# How specifically does EI method prevent Algae?



## FrankB (Jan 29, 2016)

Well from what I understand the weekly 50% WC will reset the nutrients you gave your plants during the week of dosing.

Sent from my SM-G935P using Tapatalk


----------



## burr740 (Feb 19, 2014)

EI doesnt prevent algae. It takes nutrients out of the equation as being a possible cause by eliminating the probability of nutrient deficiencies.. 

It is a bad mistake to lay every algae problem at the feet of nutrients, yet so many people do just that.

The prime suspects are usually too much light, unhealthy plants, and dirty conditions.

Too much light - needs no explaining except to say most people start with too much

Unhealthy plants - nutrient deficiencies, low CO2, up and down CO2 (google rubisco), poor CO2/nutrients as a result of inadequate flow. 
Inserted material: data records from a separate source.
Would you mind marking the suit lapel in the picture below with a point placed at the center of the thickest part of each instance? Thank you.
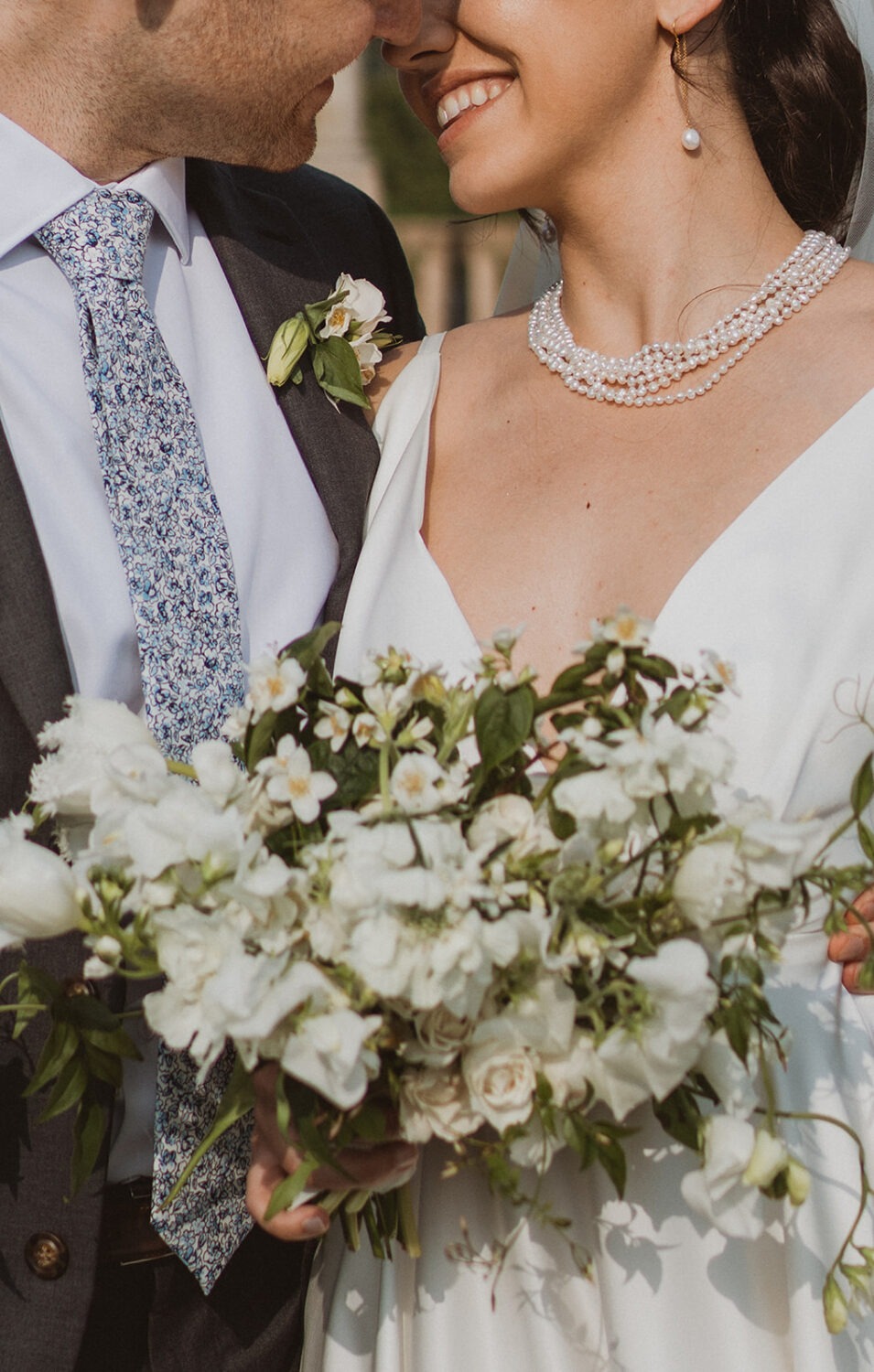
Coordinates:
(275, 268)
(33, 660)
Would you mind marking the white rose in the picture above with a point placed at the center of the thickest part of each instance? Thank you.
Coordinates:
(711, 884)
(38, 889)
(434, 1102)
(718, 1191)
(364, 302)
(79, 748)
(500, 1075)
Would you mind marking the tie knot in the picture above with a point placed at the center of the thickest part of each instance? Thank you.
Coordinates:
(102, 235)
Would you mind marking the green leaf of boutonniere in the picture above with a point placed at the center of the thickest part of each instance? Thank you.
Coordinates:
(338, 370)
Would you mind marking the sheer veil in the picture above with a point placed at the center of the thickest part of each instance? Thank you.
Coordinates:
(534, 263)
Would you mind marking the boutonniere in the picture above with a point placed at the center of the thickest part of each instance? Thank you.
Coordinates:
(342, 337)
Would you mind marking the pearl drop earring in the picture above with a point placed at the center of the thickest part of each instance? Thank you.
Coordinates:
(690, 137)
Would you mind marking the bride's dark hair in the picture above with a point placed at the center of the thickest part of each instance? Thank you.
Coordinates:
(802, 85)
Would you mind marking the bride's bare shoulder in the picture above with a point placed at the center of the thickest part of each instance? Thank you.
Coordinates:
(473, 356)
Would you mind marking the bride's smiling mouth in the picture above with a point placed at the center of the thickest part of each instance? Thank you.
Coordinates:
(470, 95)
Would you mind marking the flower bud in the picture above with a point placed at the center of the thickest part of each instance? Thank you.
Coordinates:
(38, 894)
(797, 1182)
(290, 343)
(835, 1306)
(769, 1158)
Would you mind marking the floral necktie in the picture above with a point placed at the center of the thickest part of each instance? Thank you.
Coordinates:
(175, 551)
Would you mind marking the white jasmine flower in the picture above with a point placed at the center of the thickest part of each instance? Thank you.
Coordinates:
(293, 784)
(417, 785)
(624, 628)
(274, 683)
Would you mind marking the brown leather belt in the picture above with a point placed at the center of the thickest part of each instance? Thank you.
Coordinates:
(126, 1234)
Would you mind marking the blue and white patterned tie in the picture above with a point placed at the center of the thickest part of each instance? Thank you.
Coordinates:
(175, 551)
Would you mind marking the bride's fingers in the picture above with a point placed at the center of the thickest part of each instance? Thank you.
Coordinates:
(852, 946)
(367, 1166)
(265, 1174)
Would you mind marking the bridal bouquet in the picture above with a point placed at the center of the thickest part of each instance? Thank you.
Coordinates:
(468, 911)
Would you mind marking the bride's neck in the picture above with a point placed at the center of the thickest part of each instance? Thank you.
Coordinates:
(673, 254)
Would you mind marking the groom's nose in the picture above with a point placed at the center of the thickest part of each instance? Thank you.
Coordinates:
(397, 21)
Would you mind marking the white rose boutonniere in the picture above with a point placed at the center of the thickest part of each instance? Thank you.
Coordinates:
(343, 338)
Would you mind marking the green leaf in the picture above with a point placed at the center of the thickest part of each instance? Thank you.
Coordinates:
(104, 1067)
(238, 1099)
(310, 647)
(58, 1050)
(502, 722)
(87, 1013)
(338, 370)
(290, 1188)
(68, 1089)
(88, 1132)
(862, 787)
(258, 741)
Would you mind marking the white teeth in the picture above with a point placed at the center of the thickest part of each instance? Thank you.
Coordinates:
(462, 98)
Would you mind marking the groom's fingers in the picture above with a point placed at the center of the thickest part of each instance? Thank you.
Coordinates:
(854, 946)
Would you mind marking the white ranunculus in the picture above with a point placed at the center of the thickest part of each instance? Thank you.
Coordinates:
(654, 1056)
(511, 820)
(329, 1051)
(775, 852)
(38, 889)
(730, 1078)
(718, 1191)
(184, 826)
(596, 799)
(500, 1073)
(77, 752)
(711, 884)
(434, 1102)
(217, 771)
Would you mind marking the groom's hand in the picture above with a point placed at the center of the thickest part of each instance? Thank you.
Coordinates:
(381, 1165)
(854, 946)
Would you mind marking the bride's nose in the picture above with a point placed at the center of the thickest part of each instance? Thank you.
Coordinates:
(436, 38)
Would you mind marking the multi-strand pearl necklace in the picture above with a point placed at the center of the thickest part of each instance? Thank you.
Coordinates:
(643, 378)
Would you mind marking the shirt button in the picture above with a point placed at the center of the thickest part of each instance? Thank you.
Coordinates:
(47, 1256)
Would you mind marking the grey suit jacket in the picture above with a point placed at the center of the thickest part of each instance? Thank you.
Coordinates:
(282, 241)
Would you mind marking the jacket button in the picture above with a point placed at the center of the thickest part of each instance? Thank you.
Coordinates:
(47, 1256)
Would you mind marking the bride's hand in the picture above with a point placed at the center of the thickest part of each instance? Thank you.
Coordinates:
(275, 1158)
(852, 949)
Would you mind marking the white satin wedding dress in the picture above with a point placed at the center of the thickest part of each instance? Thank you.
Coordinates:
(786, 593)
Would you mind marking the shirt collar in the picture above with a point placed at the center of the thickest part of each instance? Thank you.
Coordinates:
(44, 186)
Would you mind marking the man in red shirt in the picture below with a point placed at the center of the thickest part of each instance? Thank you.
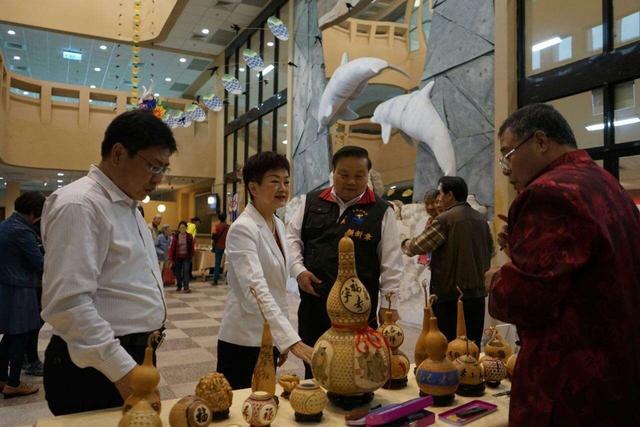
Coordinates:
(572, 286)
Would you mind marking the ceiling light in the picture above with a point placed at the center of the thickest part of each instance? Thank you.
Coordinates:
(73, 56)
(545, 44)
(623, 122)
(267, 70)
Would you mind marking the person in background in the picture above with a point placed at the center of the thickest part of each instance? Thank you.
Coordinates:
(153, 226)
(572, 285)
(102, 290)
(219, 238)
(180, 257)
(21, 265)
(461, 247)
(162, 243)
(349, 208)
(257, 259)
(192, 226)
(430, 200)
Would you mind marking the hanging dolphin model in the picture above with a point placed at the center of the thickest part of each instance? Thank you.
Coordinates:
(415, 115)
(348, 81)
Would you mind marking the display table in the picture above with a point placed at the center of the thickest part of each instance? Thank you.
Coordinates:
(333, 416)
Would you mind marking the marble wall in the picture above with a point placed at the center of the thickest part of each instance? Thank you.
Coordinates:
(311, 151)
(460, 60)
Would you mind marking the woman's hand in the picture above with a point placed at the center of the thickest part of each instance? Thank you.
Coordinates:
(302, 351)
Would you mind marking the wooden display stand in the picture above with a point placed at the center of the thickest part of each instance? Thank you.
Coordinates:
(333, 416)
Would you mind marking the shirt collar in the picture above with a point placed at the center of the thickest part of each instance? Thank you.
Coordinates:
(114, 192)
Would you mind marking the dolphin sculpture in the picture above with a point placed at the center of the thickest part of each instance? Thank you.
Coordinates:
(415, 115)
(348, 81)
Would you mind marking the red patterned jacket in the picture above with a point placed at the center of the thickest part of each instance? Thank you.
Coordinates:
(572, 289)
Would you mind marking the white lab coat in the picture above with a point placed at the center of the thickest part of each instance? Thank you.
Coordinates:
(253, 259)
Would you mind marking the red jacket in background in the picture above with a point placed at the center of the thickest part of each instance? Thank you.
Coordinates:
(572, 289)
(174, 247)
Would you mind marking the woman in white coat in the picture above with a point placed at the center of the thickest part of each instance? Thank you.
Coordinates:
(256, 257)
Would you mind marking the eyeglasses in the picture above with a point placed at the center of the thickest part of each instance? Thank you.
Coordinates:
(155, 170)
(504, 159)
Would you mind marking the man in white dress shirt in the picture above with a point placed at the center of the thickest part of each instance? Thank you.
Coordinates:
(349, 208)
(102, 286)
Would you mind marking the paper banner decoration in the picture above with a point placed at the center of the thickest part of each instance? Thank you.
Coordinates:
(213, 102)
(253, 60)
(278, 29)
(231, 84)
(195, 113)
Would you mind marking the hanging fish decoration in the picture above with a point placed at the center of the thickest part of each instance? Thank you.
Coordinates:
(253, 59)
(278, 29)
(194, 113)
(213, 102)
(231, 84)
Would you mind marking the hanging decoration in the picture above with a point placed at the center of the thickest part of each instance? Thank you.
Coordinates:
(231, 84)
(135, 52)
(278, 28)
(253, 59)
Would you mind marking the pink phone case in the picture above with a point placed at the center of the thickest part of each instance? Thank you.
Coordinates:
(391, 413)
(451, 416)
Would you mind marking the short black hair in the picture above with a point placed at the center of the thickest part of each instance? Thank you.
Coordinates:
(455, 185)
(137, 130)
(542, 117)
(351, 151)
(259, 164)
(29, 203)
(430, 195)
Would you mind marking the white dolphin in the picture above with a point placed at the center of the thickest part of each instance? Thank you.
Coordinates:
(415, 115)
(348, 81)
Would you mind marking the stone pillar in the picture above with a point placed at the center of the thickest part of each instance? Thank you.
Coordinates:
(310, 150)
(460, 59)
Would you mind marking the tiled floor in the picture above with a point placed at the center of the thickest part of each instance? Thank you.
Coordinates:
(189, 350)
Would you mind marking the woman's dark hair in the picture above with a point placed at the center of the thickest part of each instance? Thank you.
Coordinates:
(259, 164)
(542, 117)
(137, 130)
(351, 151)
(455, 185)
(29, 203)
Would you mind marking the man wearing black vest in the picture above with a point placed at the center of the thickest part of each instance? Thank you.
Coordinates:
(461, 247)
(349, 208)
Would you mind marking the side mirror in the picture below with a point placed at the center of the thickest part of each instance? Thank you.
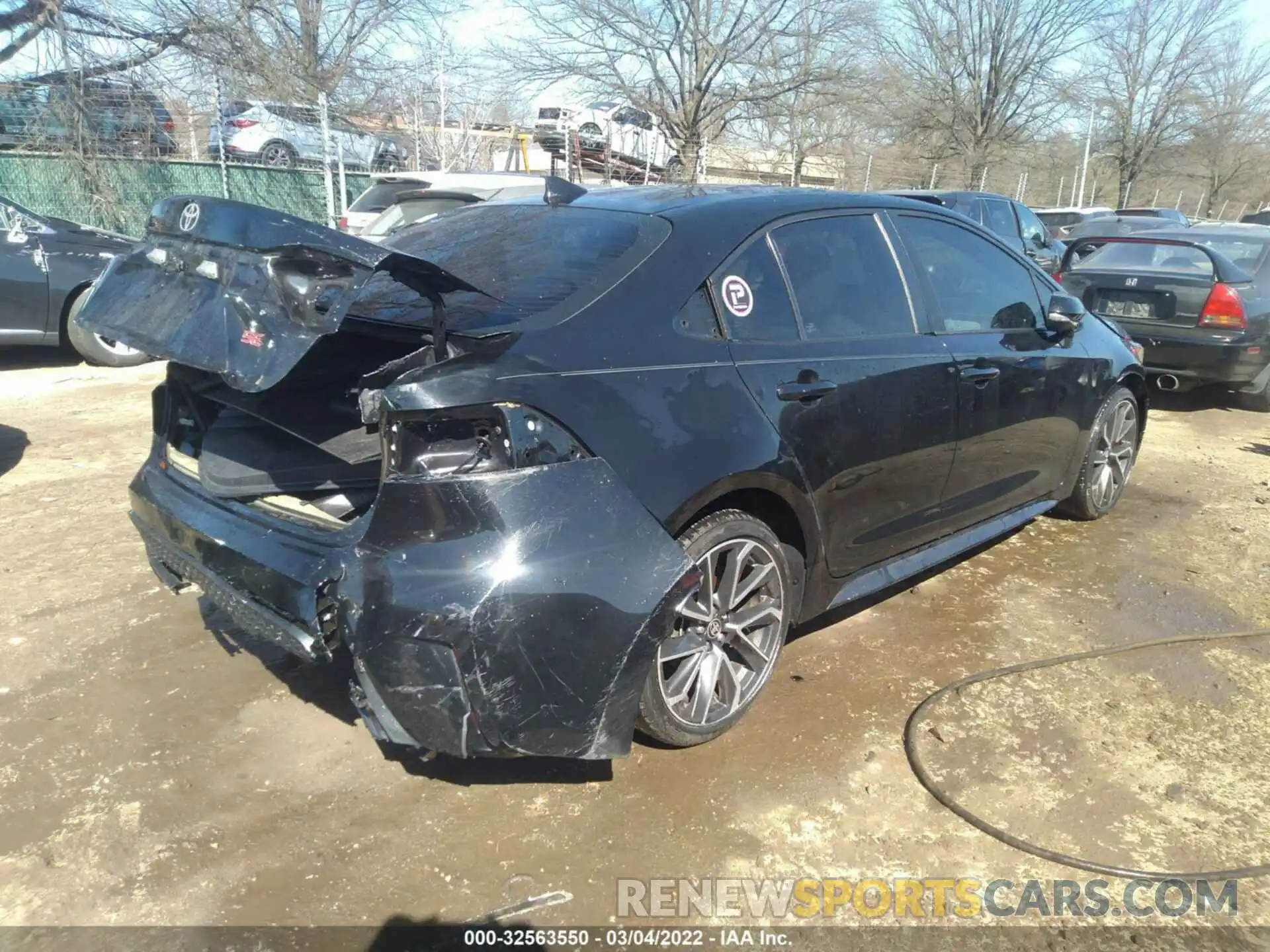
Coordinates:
(1064, 314)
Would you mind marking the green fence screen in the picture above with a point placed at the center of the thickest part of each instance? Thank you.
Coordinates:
(118, 193)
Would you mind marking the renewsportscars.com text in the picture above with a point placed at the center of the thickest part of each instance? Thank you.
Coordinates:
(927, 898)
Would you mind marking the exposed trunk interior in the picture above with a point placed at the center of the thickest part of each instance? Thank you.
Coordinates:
(299, 450)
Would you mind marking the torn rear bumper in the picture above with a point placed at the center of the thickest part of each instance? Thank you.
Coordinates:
(516, 612)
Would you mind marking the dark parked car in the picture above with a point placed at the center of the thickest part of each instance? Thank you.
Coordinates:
(48, 267)
(108, 116)
(1061, 221)
(1171, 215)
(556, 469)
(1198, 300)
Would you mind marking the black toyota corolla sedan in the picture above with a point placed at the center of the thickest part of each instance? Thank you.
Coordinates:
(558, 469)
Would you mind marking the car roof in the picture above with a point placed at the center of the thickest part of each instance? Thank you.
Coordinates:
(774, 201)
(460, 179)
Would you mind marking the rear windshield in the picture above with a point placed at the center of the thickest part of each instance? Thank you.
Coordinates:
(1060, 220)
(1244, 253)
(411, 212)
(381, 194)
(531, 260)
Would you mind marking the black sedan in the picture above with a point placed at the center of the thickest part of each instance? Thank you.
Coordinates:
(556, 469)
(48, 267)
(1198, 300)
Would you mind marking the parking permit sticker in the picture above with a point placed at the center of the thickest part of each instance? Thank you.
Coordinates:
(737, 298)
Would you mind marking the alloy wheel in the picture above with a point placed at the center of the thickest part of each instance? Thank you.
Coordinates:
(1113, 454)
(727, 635)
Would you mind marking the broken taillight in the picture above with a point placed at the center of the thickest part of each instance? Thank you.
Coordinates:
(476, 440)
(1223, 309)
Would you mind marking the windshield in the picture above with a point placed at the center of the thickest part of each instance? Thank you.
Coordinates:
(381, 194)
(532, 260)
(411, 212)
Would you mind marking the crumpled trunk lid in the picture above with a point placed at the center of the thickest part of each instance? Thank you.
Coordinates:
(239, 290)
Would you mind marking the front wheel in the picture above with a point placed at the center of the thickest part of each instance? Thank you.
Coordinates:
(726, 636)
(98, 350)
(1109, 460)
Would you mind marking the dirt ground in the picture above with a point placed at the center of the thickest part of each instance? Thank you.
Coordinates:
(157, 770)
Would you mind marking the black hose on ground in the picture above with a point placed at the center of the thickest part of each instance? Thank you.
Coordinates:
(941, 795)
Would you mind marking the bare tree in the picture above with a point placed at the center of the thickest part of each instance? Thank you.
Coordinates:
(1232, 136)
(694, 65)
(1146, 74)
(817, 114)
(984, 73)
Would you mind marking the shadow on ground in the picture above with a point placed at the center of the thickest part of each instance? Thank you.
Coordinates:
(13, 444)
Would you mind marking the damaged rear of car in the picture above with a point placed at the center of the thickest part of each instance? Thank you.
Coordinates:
(347, 452)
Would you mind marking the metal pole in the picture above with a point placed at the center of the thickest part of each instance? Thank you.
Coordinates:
(325, 159)
(220, 140)
(1085, 164)
(343, 183)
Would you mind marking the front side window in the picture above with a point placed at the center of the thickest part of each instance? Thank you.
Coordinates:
(843, 277)
(753, 298)
(1031, 227)
(976, 286)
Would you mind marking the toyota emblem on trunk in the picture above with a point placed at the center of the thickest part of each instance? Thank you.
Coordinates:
(190, 216)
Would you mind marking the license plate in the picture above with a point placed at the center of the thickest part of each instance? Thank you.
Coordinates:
(1128, 309)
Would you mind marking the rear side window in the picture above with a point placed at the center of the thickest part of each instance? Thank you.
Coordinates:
(756, 303)
(976, 286)
(843, 277)
(1000, 219)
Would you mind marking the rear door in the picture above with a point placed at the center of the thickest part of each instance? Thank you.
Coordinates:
(1020, 387)
(825, 333)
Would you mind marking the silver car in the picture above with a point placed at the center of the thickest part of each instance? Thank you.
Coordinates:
(286, 136)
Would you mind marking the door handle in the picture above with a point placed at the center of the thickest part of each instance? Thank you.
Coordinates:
(980, 376)
(813, 390)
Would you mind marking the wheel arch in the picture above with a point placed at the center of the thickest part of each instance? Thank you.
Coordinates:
(773, 500)
(1136, 383)
(65, 314)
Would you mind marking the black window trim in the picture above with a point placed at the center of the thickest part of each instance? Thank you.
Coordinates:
(931, 300)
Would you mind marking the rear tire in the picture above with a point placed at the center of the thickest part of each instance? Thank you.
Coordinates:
(98, 350)
(278, 155)
(726, 636)
(1109, 459)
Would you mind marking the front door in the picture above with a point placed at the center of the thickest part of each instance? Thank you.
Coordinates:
(1020, 391)
(826, 337)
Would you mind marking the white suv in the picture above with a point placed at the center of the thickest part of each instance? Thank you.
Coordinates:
(388, 190)
(632, 134)
(286, 136)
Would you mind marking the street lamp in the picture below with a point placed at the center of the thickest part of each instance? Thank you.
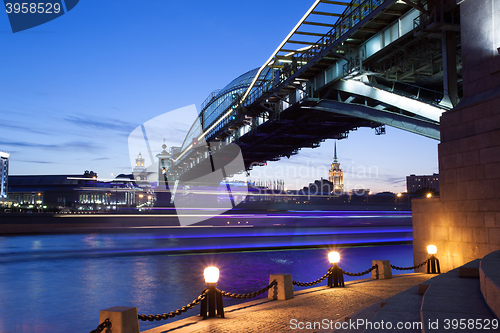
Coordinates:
(336, 277)
(433, 262)
(213, 296)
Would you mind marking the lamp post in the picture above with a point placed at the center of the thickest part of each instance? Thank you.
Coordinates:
(433, 262)
(336, 278)
(214, 296)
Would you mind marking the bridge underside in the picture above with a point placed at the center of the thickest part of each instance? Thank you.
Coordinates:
(307, 124)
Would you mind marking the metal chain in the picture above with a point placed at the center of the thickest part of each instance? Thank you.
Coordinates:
(177, 312)
(362, 273)
(408, 268)
(257, 293)
(308, 284)
(102, 326)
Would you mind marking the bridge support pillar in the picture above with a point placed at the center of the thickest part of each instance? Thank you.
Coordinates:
(383, 271)
(450, 86)
(464, 222)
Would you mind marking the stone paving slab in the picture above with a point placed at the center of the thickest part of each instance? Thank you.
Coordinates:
(321, 305)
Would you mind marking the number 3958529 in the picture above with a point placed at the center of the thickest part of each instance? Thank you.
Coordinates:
(32, 8)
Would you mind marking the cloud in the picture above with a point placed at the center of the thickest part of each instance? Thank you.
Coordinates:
(102, 124)
(38, 162)
(11, 126)
(73, 145)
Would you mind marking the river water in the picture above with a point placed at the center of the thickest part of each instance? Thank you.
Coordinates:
(59, 283)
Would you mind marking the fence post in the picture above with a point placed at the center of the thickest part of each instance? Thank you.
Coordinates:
(383, 271)
(123, 319)
(283, 290)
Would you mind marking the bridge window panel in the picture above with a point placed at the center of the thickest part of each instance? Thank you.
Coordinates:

Dirty conditions - organic waste build up, dirty filters, rotting material, lax water changes, etc. 

Excess nutrients, within reason, does not cause algae.

Micro nutrients can be toxic at EI levels for many people, myself included. But this, however, goes back to unhealthy plants. Anything that stalls plant growth encourages algae, often at a very high speed.



MikeP_123 said:


> So my strategy was to provide a lot of light, a lot of CO2, and have the limiting factor being nutrients. In my mind, plants have first pick so there would be no nutrients left over for algae.


Light should be the limiting factor, not/never nutrients or CO2. 

Your second sentence...it doesnt work that way. Plants arent magically scarfing up every morsel of nutrients until there is none left over for algae. It is literally impossible to run a tank lean enough to starve algae. A bowl of water sitting in the sun will grow plenty of algae.

The focus should be on healthy plants, using just enough light, and general good tank husbandry. 

What EI does is eliminate the need to worry about nutrient deficiencies so you can focus on more important things that are much harder to get right, like enough CO2 getting everywhere, good flow and super clean conditions.

Back down the light. Dose enough nutrients and forget about them. Focus on CO2 and good tank husbandry. 

Watch the plants to see if they are growing well. If you are dosing EI and have symptoms like twisted deformed growth, chlorosis, wilting, then you may need to cut micros back to .05 or .1 ppm Fe. 

Do not assume your CO2 is good just because you have a green drop checker.


----------



## Greggz (May 19, 2008)

Burr740 nice post above. I found it very interesting and useful. One of the clearest and easiest to understand explanations I have read on the EI method.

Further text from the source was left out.